On the other side, the “Yes” campaign failed to launch a successful campaign explaining the accord in detail and defending it.

Despite Uribe’s reactionary actions to sabotage the agreement, President Santos invited him to the presidential house to “negotiate” and promised to listen to DC’s proposals. That really means to renegotiate the agreement.

Renegotiation represents a danger to the peace process since the DC’s changes will be aimed at punishment of the guerrillas and prohibiting the legal and public political role of demobilized FARC-EP members.

We should remember that when Uribe was president, he negotiated for amnesty for demobilized paramilitaries who had committed proven crimes against humanity. Uribe himself is a known criminal responsible for massacres, drug trafficking, illegal phone tapping, displacing thousands of poor people and killing innocent people in the zone of Soacha. There, youth were killed and then dressed up in FARC uniforms.

Now Uribe is a senator in Colombia’s legislature, enjoying complete impunity.

Divisions in the oligarchy

The plebiscite result actually underscores divisions within the Colombian oligarchy. Uribe represents the big landowners and cattle-raising wealthy class, who are afraid of the impact on their businesses of the Final Agreement. What impacts them is the part of the Agrarian Pact that calls for distribution of land to small peasants and compensation to the victims of the conflict.

Santos, on the other hand, represents the segment of the oligarchy that wants to establish the mining megaprojects and the industrialization of the Colombian economy. This sector needs the “peace of the cemetery” to attract foreign companies.

Up to now, the armed insurgency, both the National Liberation Army (ELN) and the FARC, has been the most important impediment to the profit-hungry transnational corporations’ takeover of the Colombian people’s land and wealth.

This was illustrated by a casual conversation this writer had on Sept. 19 with the owner of a small souvenir stand in Bogotá. The owner, a woman from one of the coastal regions, said that she was going to vote “Yes” because she wanted peace in her country. She said that she was no friend of the FARC because she had relatives who were victims of the insurgency. She, nevertheless, acknowledged the role of the FARC in preventing the transnational corporations from stealing land.
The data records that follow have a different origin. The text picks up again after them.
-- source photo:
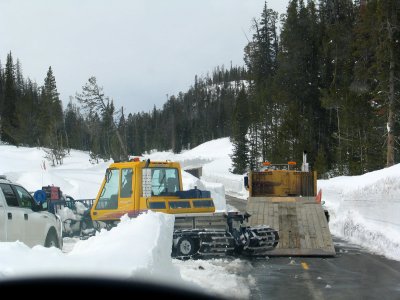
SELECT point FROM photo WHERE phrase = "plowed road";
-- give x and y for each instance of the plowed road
(352, 274)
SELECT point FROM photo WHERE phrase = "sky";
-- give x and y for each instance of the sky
(140, 51)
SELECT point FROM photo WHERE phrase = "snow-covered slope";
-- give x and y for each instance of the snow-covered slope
(138, 248)
(366, 209)
(214, 158)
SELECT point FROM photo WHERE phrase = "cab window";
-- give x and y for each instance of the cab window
(9, 194)
(109, 194)
(24, 197)
(164, 181)
(126, 183)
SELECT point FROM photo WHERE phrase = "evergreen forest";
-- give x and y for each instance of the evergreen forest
(324, 78)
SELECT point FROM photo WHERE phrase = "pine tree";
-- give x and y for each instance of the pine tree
(239, 140)
(94, 101)
(9, 121)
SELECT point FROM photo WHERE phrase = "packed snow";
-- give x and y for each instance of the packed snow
(116, 253)
(364, 210)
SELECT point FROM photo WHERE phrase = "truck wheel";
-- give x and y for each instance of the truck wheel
(185, 246)
(51, 240)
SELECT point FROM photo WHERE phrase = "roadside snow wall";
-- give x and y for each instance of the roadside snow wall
(366, 209)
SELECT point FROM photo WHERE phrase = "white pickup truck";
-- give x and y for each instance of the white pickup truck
(22, 219)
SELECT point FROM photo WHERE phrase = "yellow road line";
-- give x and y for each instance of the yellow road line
(305, 266)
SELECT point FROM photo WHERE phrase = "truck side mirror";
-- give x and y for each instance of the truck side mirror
(246, 182)
(44, 205)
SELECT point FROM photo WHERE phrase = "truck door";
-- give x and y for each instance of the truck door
(15, 229)
(33, 222)
(3, 218)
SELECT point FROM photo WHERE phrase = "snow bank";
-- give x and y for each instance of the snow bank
(214, 158)
(217, 190)
(138, 247)
(76, 177)
(365, 209)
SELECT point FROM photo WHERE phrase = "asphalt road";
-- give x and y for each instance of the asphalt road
(352, 274)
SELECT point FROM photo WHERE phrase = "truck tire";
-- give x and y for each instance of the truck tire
(185, 246)
(51, 240)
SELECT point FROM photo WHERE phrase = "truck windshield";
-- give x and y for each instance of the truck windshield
(109, 194)
(164, 181)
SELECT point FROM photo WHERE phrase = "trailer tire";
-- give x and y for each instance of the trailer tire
(51, 239)
(185, 246)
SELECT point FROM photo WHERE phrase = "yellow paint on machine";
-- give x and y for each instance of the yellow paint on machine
(305, 266)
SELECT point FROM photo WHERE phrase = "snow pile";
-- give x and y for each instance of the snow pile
(214, 158)
(365, 209)
(76, 177)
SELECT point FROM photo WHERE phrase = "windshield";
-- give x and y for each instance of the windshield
(109, 194)
(164, 181)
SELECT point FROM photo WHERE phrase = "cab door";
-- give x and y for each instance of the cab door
(15, 229)
(34, 222)
(3, 218)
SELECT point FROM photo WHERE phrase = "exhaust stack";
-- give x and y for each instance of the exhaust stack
(304, 166)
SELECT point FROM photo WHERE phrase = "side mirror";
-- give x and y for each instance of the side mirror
(43, 205)
(246, 182)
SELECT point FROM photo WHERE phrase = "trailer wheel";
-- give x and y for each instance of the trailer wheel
(185, 246)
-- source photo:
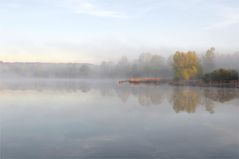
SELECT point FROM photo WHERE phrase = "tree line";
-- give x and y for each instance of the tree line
(180, 66)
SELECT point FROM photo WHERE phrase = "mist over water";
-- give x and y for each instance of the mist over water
(103, 119)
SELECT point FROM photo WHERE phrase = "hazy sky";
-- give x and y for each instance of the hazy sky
(95, 30)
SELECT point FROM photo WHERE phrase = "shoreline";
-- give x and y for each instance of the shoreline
(193, 83)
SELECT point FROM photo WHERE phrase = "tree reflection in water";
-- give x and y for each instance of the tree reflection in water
(183, 99)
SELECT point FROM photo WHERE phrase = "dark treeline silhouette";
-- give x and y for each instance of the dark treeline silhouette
(181, 65)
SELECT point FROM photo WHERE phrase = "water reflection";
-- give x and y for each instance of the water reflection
(183, 99)
(102, 119)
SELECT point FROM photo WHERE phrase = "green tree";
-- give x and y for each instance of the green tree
(186, 65)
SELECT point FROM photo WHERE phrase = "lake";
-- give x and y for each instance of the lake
(61, 119)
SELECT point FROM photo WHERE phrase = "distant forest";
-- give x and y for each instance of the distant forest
(181, 65)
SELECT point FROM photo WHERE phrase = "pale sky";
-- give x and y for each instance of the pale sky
(96, 30)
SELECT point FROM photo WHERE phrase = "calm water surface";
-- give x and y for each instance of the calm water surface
(78, 119)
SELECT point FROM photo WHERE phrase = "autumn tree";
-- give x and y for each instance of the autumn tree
(209, 60)
(186, 65)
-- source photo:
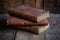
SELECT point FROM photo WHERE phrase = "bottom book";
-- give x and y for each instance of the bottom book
(34, 29)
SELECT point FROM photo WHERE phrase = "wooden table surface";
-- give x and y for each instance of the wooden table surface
(53, 33)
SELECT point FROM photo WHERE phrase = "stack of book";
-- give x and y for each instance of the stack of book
(29, 19)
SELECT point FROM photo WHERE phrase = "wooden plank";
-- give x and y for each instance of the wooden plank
(29, 13)
(22, 35)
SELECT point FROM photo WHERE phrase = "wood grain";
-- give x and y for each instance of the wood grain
(30, 3)
(22, 35)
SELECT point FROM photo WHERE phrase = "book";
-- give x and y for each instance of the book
(34, 29)
(30, 3)
(22, 22)
(29, 13)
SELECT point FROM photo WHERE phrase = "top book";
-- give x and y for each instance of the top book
(29, 13)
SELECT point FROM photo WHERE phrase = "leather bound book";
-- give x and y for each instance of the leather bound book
(29, 13)
(22, 22)
(34, 29)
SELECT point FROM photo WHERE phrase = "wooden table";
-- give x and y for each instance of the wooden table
(13, 34)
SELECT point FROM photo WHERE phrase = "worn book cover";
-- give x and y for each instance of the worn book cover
(29, 13)
(22, 22)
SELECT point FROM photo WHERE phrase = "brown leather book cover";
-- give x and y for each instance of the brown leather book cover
(22, 22)
(34, 29)
(30, 3)
(29, 13)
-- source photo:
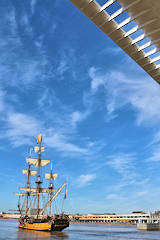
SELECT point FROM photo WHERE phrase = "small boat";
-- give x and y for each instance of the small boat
(40, 217)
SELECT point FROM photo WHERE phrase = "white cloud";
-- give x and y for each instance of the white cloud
(61, 143)
(20, 128)
(141, 94)
(123, 164)
(77, 117)
(84, 180)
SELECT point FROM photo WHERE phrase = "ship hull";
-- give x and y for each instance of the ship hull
(57, 225)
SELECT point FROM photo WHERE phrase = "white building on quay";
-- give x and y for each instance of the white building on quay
(133, 218)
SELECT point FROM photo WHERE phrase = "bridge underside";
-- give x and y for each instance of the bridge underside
(134, 25)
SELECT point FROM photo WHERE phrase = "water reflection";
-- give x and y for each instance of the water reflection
(31, 234)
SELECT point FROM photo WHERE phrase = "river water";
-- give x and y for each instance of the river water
(9, 231)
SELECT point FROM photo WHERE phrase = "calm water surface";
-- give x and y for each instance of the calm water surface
(9, 230)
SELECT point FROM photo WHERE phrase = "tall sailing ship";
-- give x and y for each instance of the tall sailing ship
(40, 217)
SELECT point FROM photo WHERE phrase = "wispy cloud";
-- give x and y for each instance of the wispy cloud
(85, 180)
(123, 163)
(120, 91)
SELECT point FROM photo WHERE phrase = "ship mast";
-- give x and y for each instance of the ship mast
(51, 176)
(38, 181)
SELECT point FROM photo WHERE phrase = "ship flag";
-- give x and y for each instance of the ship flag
(39, 139)
(65, 196)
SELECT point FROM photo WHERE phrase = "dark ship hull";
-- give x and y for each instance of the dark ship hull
(45, 224)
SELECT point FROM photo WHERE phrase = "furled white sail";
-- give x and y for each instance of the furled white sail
(40, 190)
(35, 162)
(39, 149)
(49, 176)
(31, 173)
(25, 194)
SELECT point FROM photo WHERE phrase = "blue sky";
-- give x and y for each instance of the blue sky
(98, 111)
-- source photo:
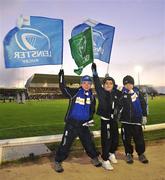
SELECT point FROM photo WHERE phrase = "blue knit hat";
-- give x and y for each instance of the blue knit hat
(86, 78)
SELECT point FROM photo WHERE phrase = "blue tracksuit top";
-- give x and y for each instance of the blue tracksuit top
(81, 108)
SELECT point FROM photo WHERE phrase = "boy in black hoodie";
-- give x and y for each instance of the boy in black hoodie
(108, 97)
(133, 115)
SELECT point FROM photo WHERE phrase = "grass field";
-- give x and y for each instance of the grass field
(46, 117)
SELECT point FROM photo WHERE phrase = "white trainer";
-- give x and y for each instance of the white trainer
(112, 158)
(107, 165)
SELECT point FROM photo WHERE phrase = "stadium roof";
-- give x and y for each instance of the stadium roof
(51, 79)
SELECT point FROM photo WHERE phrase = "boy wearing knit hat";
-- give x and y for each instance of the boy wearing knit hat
(108, 97)
(133, 115)
(78, 117)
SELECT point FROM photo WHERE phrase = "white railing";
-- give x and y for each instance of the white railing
(55, 138)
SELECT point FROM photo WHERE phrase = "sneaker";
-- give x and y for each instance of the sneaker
(107, 165)
(143, 159)
(58, 167)
(129, 158)
(112, 158)
(95, 161)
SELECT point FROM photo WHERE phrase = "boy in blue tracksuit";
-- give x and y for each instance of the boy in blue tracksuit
(80, 112)
(133, 116)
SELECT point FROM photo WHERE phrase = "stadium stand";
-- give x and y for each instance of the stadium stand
(45, 86)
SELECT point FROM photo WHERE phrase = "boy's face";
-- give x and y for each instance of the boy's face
(86, 85)
(108, 86)
(128, 86)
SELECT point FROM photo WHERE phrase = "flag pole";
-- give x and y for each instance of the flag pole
(107, 73)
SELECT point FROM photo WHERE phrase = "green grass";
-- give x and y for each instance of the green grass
(46, 117)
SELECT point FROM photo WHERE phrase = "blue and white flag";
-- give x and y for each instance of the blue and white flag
(39, 41)
(102, 38)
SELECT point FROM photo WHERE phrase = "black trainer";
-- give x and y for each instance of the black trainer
(143, 159)
(58, 167)
(95, 161)
(129, 158)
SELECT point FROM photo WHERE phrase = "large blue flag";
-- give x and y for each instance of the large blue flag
(102, 39)
(38, 42)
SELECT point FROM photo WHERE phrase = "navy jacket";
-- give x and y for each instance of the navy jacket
(132, 110)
Massive protest backs agreement

At this point, it’s not only the oligarchy that decides which route for the peace process. Outraged by the result of the plebiscite, a group of young people immediately took to the streets demanding the establishment of the Final Agreement. Under the hashtag of #PazAlaCalle, they started organizing through social media to demonstrate support for the signed agreement in the streets.

By the thousands, people in Colombia on Oct. 5 held what has been called the largest protest in years. Sixteen cities participated. A permanent — and growing — encampment has been established in the centrally located Plaza Bolívar in Bogotá.

Juan David Ojeda, one of the protesters, told teleSUR, “We invite young people to set aside the social networks and come to Plaza Bolívar, to parks and other scenarios of public use, to enforce an agreement soon; we do not need more war.”

Protests and events on behalf of the agreement have, since then, occurred in different places in the country. Medellín, Uribe’s stronghold and one of the cities with almost 63 percent “No” votes, held a massive mobilization on Oct. 7 under the slogan: “Peace belongs to us.” Youth called the action, which many civic groups, university people, women, war victims and members of the LGBTQ community supported.